Learning objectives
- For a learned dynamics model (e.g. from Chapter 52), sample a starting state and generate a rollout of predicted states for a fixed action sequence.
- Plot the true states (from the environment) and the predicted states (from the model) on the same axes to visualize compounding error.
- Interpret the plot: where does the model diverge from reality?
Concept and real-world RL
Visualizing model rollouts vs real rollouts makes compounding error concrete: small 1-step errors accumulate and the predicted trajectory drifts. In robot navigation and model-based RL, this motivates short rollouts, ensemble methods, and uncertainty-aware planning. The same idea applies to trading models (predictions diverge over time) and dialogue (conversation dynamics).
Where you see this in practice: Debugging world models; papers show predicted vs actual trajectories.
Illustration (compounding error): Predicted states diverge from true states as the rollout length increases.
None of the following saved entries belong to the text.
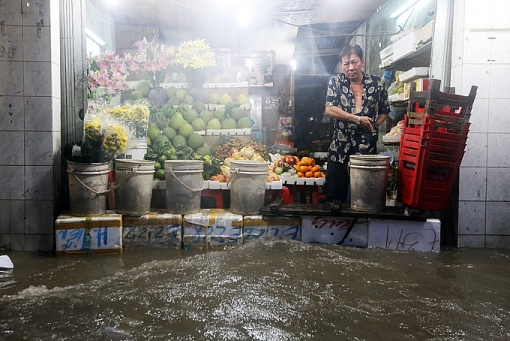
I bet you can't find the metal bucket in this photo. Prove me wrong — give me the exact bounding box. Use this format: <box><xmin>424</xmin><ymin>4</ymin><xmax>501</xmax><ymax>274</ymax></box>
<box><xmin>165</xmin><ymin>160</ymin><xmax>204</xmax><ymax>214</ymax></box>
<box><xmin>228</xmin><ymin>160</ymin><xmax>268</xmax><ymax>215</ymax></box>
<box><xmin>114</xmin><ymin>159</ymin><xmax>155</xmax><ymax>216</ymax></box>
<box><xmin>67</xmin><ymin>161</ymin><xmax>111</xmax><ymax>216</ymax></box>
<box><xmin>349</xmin><ymin>155</ymin><xmax>390</xmax><ymax>212</ymax></box>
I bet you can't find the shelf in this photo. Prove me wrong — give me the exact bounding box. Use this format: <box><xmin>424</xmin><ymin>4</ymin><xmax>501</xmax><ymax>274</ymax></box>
<box><xmin>380</xmin><ymin>42</ymin><xmax>432</xmax><ymax>71</ymax></box>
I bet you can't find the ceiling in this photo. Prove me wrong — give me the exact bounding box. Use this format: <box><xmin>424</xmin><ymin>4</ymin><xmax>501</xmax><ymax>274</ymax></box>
<box><xmin>89</xmin><ymin>0</ymin><xmax>391</xmax><ymax>72</ymax></box>
<box><xmin>90</xmin><ymin>0</ymin><xmax>390</xmax><ymax>30</ymax></box>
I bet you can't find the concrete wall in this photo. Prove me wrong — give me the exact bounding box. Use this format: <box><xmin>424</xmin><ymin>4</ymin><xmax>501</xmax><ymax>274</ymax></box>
<box><xmin>0</xmin><ymin>0</ymin><xmax>61</xmax><ymax>251</ymax></box>
<box><xmin>452</xmin><ymin>0</ymin><xmax>510</xmax><ymax>247</ymax></box>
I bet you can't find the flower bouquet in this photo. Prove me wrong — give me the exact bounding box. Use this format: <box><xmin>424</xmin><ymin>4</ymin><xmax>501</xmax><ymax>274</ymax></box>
<box><xmin>87</xmin><ymin>51</ymin><xmax>130</xmax><ymax>100</ymax></box>
<box><xmin>125</xmin><ymin>38</ymin><xmax>175</xmax><ymax>88</ymax></box>
<box><xmin>173</xmin><ymin>39</ymin><xmax>215</xmax><ymax>88</ymax></box>
<box><xmin>103</xmin><ymin>103</ymin><xmax>150</xmax><ymax>139</ymax></box>
<box><xmin>64</xmin><ymin>112</ymin><xmax>133</xmax><ymax>164</ymax></box>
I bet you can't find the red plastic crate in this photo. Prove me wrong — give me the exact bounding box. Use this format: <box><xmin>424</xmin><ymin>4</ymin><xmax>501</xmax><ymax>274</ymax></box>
<box><xmin>406</xmin><ymin>79</ymin><xmax>477</xmax><ymax>122</ymax></box>
<box><xmin>405</xmin><ymin>111</ymin><xmax>470</xmax><ymax>135</ymax></box>
<box><xmin>397</xmin><ymin>155</ymin><xmax>461</xmax><ymax>211</ymax></box>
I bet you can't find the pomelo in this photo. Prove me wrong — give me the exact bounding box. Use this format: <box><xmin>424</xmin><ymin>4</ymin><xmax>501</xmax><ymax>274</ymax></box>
<box><xmin>192</xmin><ymin>101</ymin><xmax>207</xmax><ymax>114</ymax></box>
<box><xmin>221</xmin><ymin>117</ymin><xmax>237</xmax><ymax>129</ymax></box>
<box><xmin>196</xmin><ymin>144</ymin><xmax>212</xmax><ymax>156</ymax></box>
<box><xmin>188</xmin><ymin>133</ymin><xmax>204</xmax><ymax>150</ymax></box>
<box><xmin>191</xmin><ymin>117</ymin><xmax>206</xmax><ymax>131</ymax></box>
<box><xmin>162</xmin><ymin>127</ymin><xmax>177</xmax><ymax>141</ymax></box>
<box><xmin>237</xmin><ymin>117</ymin><xmax>252</xmax><ymax>129</ymax></box>
<box><xmin>147</xmin><ymin>125</ymin><xmax>161</xmax><ymax>141</ymax></box>
<box><xmin>179</xmin><ymin>122</ymin><xmax>194</xmax><ymax>138</ymax></box>
<box><xmin>172</xmin><ymin>134</ymin><xmax>187</xmax><ymax>148</ymax></box>
<box><xmin>199</xmin><ymin>110</ymin><xmax>213</xmax><ymax>124</ymax></box>
<box><xmin>207</xmin><ymin>118</ymin><xmax>222</xmax><ymax>129</ymax></box>
<box><xmin>220</xmin><ymin>93</ymin><xmax>233</xmax><ymax>105</ymax></box>
<box><xmin>169</xmin><ymin>112</ymin><xmax>185</xmax><ymax>130</ymax></box>
<box><xmin>184</xmin><ymin>109</ymin><xmax>199</xmax><ymax>124</ymax></box>
<box><xmin>214</xmin><ymin>108</ymin><xmax>226</xmax><ymax>121</ymax></box>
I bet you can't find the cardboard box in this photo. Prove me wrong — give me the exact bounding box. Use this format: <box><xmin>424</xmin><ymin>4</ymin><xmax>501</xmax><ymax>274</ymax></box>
<box><xmin>243</xmin><ymin>216</ymin><xmax>301</xmax><ymax>242</ymax></box>
<box><xmin>123</xmin><ymin>212</ymin><xmax>182</xmax><ymax>249</ymax></box>
<box><xmin>183</xmin><ymin>209</ymin><xmax>243</xmax><ymax>250</ymax></box>
<box><xmin>301</xmin><ymin>216</ymin><xmax>368</xmax><ymax>247</ymax></box>
<box><xmin>55</xmin><ymin>213</ymin><xmax>123</xmax><ymax>254</ymax></box>
<box><xmin>368</xmin><ymin>218</ymin><xmax>440</xmax><ymax>252</ymax></box>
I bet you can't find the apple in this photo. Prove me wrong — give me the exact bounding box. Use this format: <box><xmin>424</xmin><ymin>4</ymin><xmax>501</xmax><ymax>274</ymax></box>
<box><xmin>285</xmin><ymin>155</ymin><xmax>298</xmax><ymax>165</ymax></box>
<box><xmin>274</xmin><ymin>167</ymin><xmax>284</xmax><ymax>175</ymax></box>
<box><xmin>228</xmin><ymin>147</ymin><xmax>239</xmax><ymax>156</ymax></box>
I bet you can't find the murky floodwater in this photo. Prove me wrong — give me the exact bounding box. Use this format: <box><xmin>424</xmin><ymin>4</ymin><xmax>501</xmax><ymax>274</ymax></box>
<box><xmin>1</xmin><ymin>240</ymin><xmax>509</xmax><ymax>340</ymax></box>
The chart below shows MSE between predicted and true state over 10 steps.
Exercise: For the learned model from Chapter 52, sample a starting state and generate a rollout of predicted states for a fixed action sequence. Plot the true states from the environment and the predicted states to visualize compounding error.
Professor’s hints
- Fix a seed; get s0 from the env. Generate a fixed action sequence (e.g. random or sinusoidal). Run the env with these actions to get s1, s2, … (true). Run the model: s0, a0 → ŝ1; ŝ1, a1 → ŝ2; … (predicted).
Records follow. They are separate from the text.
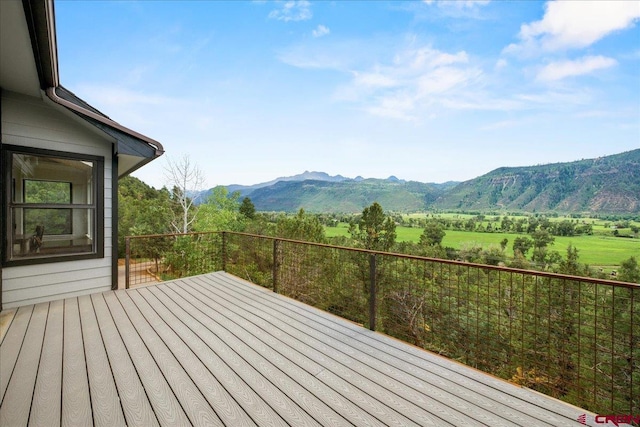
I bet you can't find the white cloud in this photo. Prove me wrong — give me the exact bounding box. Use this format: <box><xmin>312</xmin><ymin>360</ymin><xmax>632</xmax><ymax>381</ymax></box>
<box><xmin>77</xmin><ymin>84</ymin><xmax>174</xmax><ymax>108</ymax></box>
<box><xmin>510</xmin><ymin>0</ymin><xmax>640</xmax><ymax>53</ymax></box>
<box><xmin>277</xmin><ymin>38</ymin><xmax>381</xmax><ymax>71</ymax></box>
<box><xmin>366</xmin><ymin>93</ymin><xmax>417</xmax><ymax>121</ymax></box>
<box><xmin>396</xmin><ymin>47</ymin><xmax>468</xmax><ymax>69</ymax></box>
<box><xmin>481</xmin><ymin>119</ymin><xmax>524</xmax><ymax>131</ymax></box>
<box><xmin>423</xmin><ymin>0</ymin><xmax>490</xmax><ymax>8</ymax></box>
<box><xmin>417</xmin><ymin>66</ymin><xmax>479</xmax><ymax>95</ymax></box>
<box><xmin>442</xmin><ymin>0</ymin><xmax>490</xmax><ymax>9</ymax></box>
<box><xmin>536</xmin><ymin>55</ymin><xmax>617</xmax><ymax>81</ymax></box>
<box><xmin>336</xmin><ymin>45</ymin><xmax>482</xmax><ymax>120</ymax></box>
<box><xmin>352</xmin><ymin>71</ymin><xmax>397</xmax><ymax>88</ymax></box>
<box><xmin>312</xmin><ymin>24</ymin><xmax>330</xmax><ymax>38</ymax></box>
<box><xmin>268</xmin><ymin>1</ymin><xmax>312</xmax><ymax>22</ymax></box>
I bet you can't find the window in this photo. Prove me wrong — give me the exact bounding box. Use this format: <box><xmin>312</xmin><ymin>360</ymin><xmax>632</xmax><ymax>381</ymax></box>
<box><xmin>2</xmin><ymin>145</ymin><xmax>104</xmax><ymax>265</ymax></box>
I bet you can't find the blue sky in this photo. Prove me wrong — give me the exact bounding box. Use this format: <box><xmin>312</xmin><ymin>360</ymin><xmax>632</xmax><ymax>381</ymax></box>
<box><xmin>55</xmin><ymin>0</ymin><xmax>640</xmax><ymax>189</ymax></box>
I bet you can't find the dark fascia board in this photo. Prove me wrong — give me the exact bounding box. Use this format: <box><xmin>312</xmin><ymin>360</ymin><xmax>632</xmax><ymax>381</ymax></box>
<box><xmin>47</xmin><ymin>86</ymin><xmax>164</xmax><ymax>159</ymax></box>
<box><xmin>22</xmin><ymin>0</ymin><xmax>58</xmax><ymax>90</ymax></box>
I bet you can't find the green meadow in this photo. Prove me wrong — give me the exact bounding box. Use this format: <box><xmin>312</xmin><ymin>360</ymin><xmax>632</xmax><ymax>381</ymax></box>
<box><xmin>325</xmin><ymin>223</ymin><xmax>639</xmax><ymax>268</ymax></box>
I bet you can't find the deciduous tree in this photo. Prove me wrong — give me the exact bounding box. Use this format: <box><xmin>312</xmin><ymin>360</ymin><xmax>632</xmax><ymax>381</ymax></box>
<box><xmin>419</xmin><ymin>220</ymin><xmax>445</xmax><ymax>246</ymax></box>
<box><xmin>164</xmin><ymin>155</ymin><xmax>205</xmax><ymax>234</ymax></box>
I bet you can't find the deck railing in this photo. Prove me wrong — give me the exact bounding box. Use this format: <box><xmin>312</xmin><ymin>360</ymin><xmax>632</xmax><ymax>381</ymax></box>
<box><xmin>125</xmin><ymin>231</ymin><xmax>639</xmax><ymax>415</ymax></box>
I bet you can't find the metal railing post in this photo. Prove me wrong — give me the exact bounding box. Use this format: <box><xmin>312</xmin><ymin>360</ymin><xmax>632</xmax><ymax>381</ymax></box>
<box><xmin>369</xmin><ymin>253</ymin><xmax>377</xmax><ymax>331</ymax></box>
<box><xmin>273</xmin><ymin>239</ymin><xmax>279</xmax><ymax>293</ymax></box>
<box><xmin>221</xmin><ymin>232</ymin><xmax>227</xmax><ymax>272</ymax></box>
<box><xmin>125</xmin><ymin>236</ymin><xmax>131</xmax><ymax>289</ymax></box>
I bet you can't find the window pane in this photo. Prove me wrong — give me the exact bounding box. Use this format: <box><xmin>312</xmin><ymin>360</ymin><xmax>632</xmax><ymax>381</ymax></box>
<box><xmin>25</xmin><ymin>208</ymin><xmax>72</xmax><ymax>235</ymax></box>
<box><xmin>10</xmin><ymin>207</ymin><xmax>95</xmax><ymax>259</ymax></box>
<box><xmin>24</xmin><ymin>180</ymin><xmax>72</xmax><ymax>204</ymax></box>
<box><xmin>6</xmin><ymin>149</ymin><xmax>100</xmax><ymax>263</ymax></box>
<box><xmin>12</xmin><ymin>154</ymin><xmax>93</xmax><ymax>204</ymax></box>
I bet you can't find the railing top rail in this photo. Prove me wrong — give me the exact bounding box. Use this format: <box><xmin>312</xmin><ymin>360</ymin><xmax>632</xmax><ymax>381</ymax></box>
<box><xmin>127</xmin><ymin>230</ymin><xmax>640</xmax><ymax>289</ymax></box>
<box><xmin>125</xmin><ymin>231</ymin><xmax>221</xmax><ymax>240</ymax></box>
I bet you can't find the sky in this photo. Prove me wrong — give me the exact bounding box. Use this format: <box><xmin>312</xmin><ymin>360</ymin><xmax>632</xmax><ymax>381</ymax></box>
<box><xmin>54</xmin><ymin>0</ymin><xmax>640</xmax><ymax>190</ymax></box>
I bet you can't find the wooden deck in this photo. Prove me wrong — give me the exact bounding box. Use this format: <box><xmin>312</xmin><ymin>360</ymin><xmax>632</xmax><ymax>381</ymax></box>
<box><xmin>1</xmin><ymin>271</ymin><xmax>595</xmax><ymax>426</ymax></box>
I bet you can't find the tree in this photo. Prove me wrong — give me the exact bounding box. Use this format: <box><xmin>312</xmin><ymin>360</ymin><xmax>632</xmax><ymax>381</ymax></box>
<box><xmin>195</xmin><ymin>187</ymin><xmax>244</xmax><ymax>232</ymax></box>
<box><xmin>618</xmin><ymin>256</ymin><xmax>640</xmax><ymax>284</ymax></box>
<box><xmin>558</xmin><ymin>245</ymin><xmax>581</xmax><ymax>275</ymax></box>
<box><xmin>530</xmin><ymin>229</ymin><xmax>555</xmax><ymax>264</ymax></box>
<box><xmin>513</xmin><ymin>236</ymin><xmax>533</xmax><ymax>257</ymax></box>
<box><xmin>554</xmin><ymin>220</ymin><xmax>576</xmax><ymax>236</ymax></box>
<box><xmin>349</xmin><ymin>202</ymin><xmax>396</xmax><ymax>251</ymax></box>
<box><xmin>500</xmin><ymin>216</ymin><xmax>513</xmax><ymax>232</ymax></box>
<box><xmin>482</xmin><ymin>245</ymin><xmax>505</xmax><ymax>265</ymax></box>
<box><xmin>276</xmin><ymin>209</ymin><xmax>326</xmax><ymax>243</ymax></box>
<box><xmin>118</xmin><ymin>176</ymin><xmax>172</xmax><ymax>253</ymax></box>
<box><xmin>419</xmin><ymin>220</ymin><xmax>445</xmax><ymax>246</ymax></box>
<box><xmin>239</xmin><ymin>197</ymin><xmax>256</xmax><ymax>219</ymax></box>
<box><xmin>164</xmin><ymin>155</ymin><xmax>205</xmax><ymax>234</ymax></box>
- Plot: e.g. state dimension 0 vs time, and state dimension 1 vs time (or position vs velocity). Two curves: true and predicted. They should match early and diverge later.
- Compounding: note the time step at which the curves separate noticeably; relate to 1-step MSE.
Common pitfalls
- Same actions: Use the same action sequence for both env and model so the comparison is fair.
- Terminal state: If the episode ends in the env, stop; the model may not have a terminal prediction, so just plot up to the min of (env steps, desired horizon).
Worked solution (warm-up: model vs model-free comparison)
Key idea: To compare model-based and model-free: run both for the same number of environment steps (e.g. 200k). Plot mean return vs steps. Model-based (e.g. MBPO, Dreamer) often reaches a given return in fewer env steps because it uses imagined data; model-free may need more steps but has no model error. Report both final return and sample efficiency (steps to reach threshold).
Extra practice
- Warm-up: What does it mean if the predicted and true curves diverge after 5 steps?
- Coding: Implement the visualization for CartPole (plot 4 state dims over 20 steps). Use a model trained in Chapter 52. Save the figure and describe where error grows.
- Challenge: Train the model with more data (50k steps) and repeat the visualization. Does the divergence delay (more steps before curves separate)?